To address the issue of accurate prediction of preterm birth in pregnant women with cirrhosis, we developed a prediction model using logistic regression analysis. The factors used included PT, TBIL, ICP, and decompensated cirrhosis. Finally, TBIL and ICP were included in the regression equation. These two factors are simple and easy to obtain, which makes them convenient for clinicians to use.

Decompensated cirrhosis would theoretically increase the risk of complications when continuing the pregnancy. However, in our study, the statistical analyses showed that decompensated cirrhosis was not a significant variable for predicting preterm birth. Therefore, the variable of decompensated cirrhosis was not included in the regression model. One possible reason is that the sample size of our study was small. Another possible reason is that some pregnant women did not show obvious signs of decompensation cirrhosis until after reaching term.

The regression model showed a prediction accuracy of 81.4% and an area under the ROC curve of 0.847, indicating that these factors hold great value in predicting the possibility of preterm birth in pregnant women with cirrhosis.

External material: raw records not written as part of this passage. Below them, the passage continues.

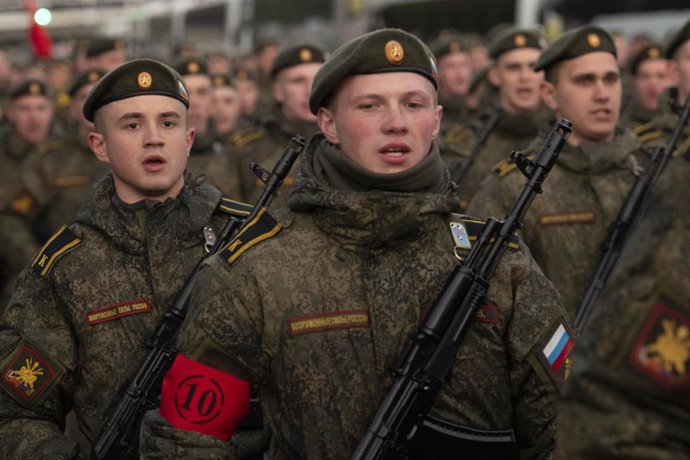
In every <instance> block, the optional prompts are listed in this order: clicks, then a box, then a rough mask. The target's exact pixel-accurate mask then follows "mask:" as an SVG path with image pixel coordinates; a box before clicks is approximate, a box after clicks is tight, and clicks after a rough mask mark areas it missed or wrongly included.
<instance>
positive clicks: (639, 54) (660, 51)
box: [630, 44, 665, 75]
mask: <svg viewBox="0 0 690 460" xmlns="http://www.w3.org/2000/svg"><path fill="white" fill-rule="evenodd" d="M650 59H665V58H664V54H663V52H662V51H661V46H659V45H657V44H653V45H649V46H645V47H644V48H642V49H641V50H640V51H639V52H638V53H637V54H635V55H634V56H633V57H632V59H630V73H632V74H633V75H637V68H638V67H639V66H640V64H642V63H643V62H644V61H648V60H650Z"/></svg>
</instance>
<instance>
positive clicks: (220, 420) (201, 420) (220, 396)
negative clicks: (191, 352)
mask: <svg viewBox="0 0 690 460" xmlns="http://www.w3.org/2000/svg"><path fill="white" fill-rule="evenodd" d="M250 387H251V386H250V384H249V382H248V381H246V380H242V379H240V378H237V377H235V376H234V375H232V374H229V373H227V372H222V371H219V370H217V369H214V368H212V367H209V366H206V365H205V364H201V363H199V362H197V361H194V360H191V359H189V358H187V357H186V356H184V355H182V354H178V355H177V357H176V358H175V361H174V362H173V365H172V366H171V367H170V370H168V373H167V374H165V377H164V378H163V385H162V387H161V409H160V410H161V415H162V416H163V417H165V419H166V420H167V421H168V422H170V424H171V425H172V426H174V427H176V428H180V429H182V430H186V431H195V432H197V433H204V434H208V435H210V436H213V437H216V438H218V439H220V440H222V441H227V440H228V439H230V437H231V436H232V434H233V433H234V432H235V429H237V427H238V426H239V424H240V423H242V421H243V420H244V419H245V417H247V415H248V414H249V393H250Z"/></svg>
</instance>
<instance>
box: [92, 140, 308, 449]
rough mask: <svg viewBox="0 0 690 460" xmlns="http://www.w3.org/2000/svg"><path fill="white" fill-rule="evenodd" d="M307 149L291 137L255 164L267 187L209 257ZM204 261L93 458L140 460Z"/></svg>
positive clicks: (99, 439)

The regression model offers preliminary evidence for using these factors as key predictors of preterm birth, but more research is needed.

There are several limitations to our study, which was a single-site clinical study with a relatively small sample size. Furthermore, similar to prior researches [9, 16], we used ICD-10 code to screen for pregnant women with cirrhosis. The validity of using the ICD-10 code must be considered. The ICD code may have been misclassified due to incomplete or inaccurate reporting during the discharge diagnoses. A single hospital ICD code, although specific, may not be sensitive enough; some patients with early-stage cirrhosis may still be missed. In our study, ICD-10 code for cirrhosis before or during pregnancy, ICD-10 code for hepatic decompensation, and ICD-10 code for causes of cirrhosis were applied to reduce the potential for missing a case of liver cirrhosis. Due to the small sample size in our study, the 95% confidence intervals of some OR values were large. Another limitation is that the study was conducted in China, where the most common factor associated with cirrhosis is hepatitis, which is a different primary cause of cirrhosis than reported for other countries. Furthermore, different approaches in clinical practice might be an important influencing factor to consider. China has a lower induction rate compared to that of other countries. Cirrhosis due to other reasons (i.e., alcohol) and treatment of cirrhosis in other countries where there is liberal use of labor induction may yield much different results compared to the outcomes of this study. These findings therefore cannot be generalizable.

The major strength of our study is the development of a prediction model for the occurrence of preterm birth in pregnant women with cirrhosis. To the authors’ knowledge, this study is the first to establish such a model. Our findings highlight the significance of TBIL and ICP as risk factors for preterm birth in pregnant women with cirrhosis. We recognize that the performance of the proposed screening model may not be optimal, and further research with a large sample size is needed to verify the screening accuracy. In addition, we added the experience of managing pregnant women with cirrhosis.

Conclusions

Our study reveals that cirrhosis in pregnancy is well tolerated, but it is accompanied by an increased risk of various complications, such as cesarean section, preterm birth, ICP, thrombocytopenia, and postpartum hemorrhage. Notably, the incidence of preterm birth is significantly higher in this population. The regression model established in our study shows high accuracy in predicting preterm birth in pregnant women with cirrhosis. We have demonstrated that high levels of maternal serum TBIL and the presence of ICP are associated with an increased risk of preterm birth in these individuals. Hence, it is crucial to detect the presence of ICP and assess the TBIL levels in pregnant women diagnosed with cirrhosis.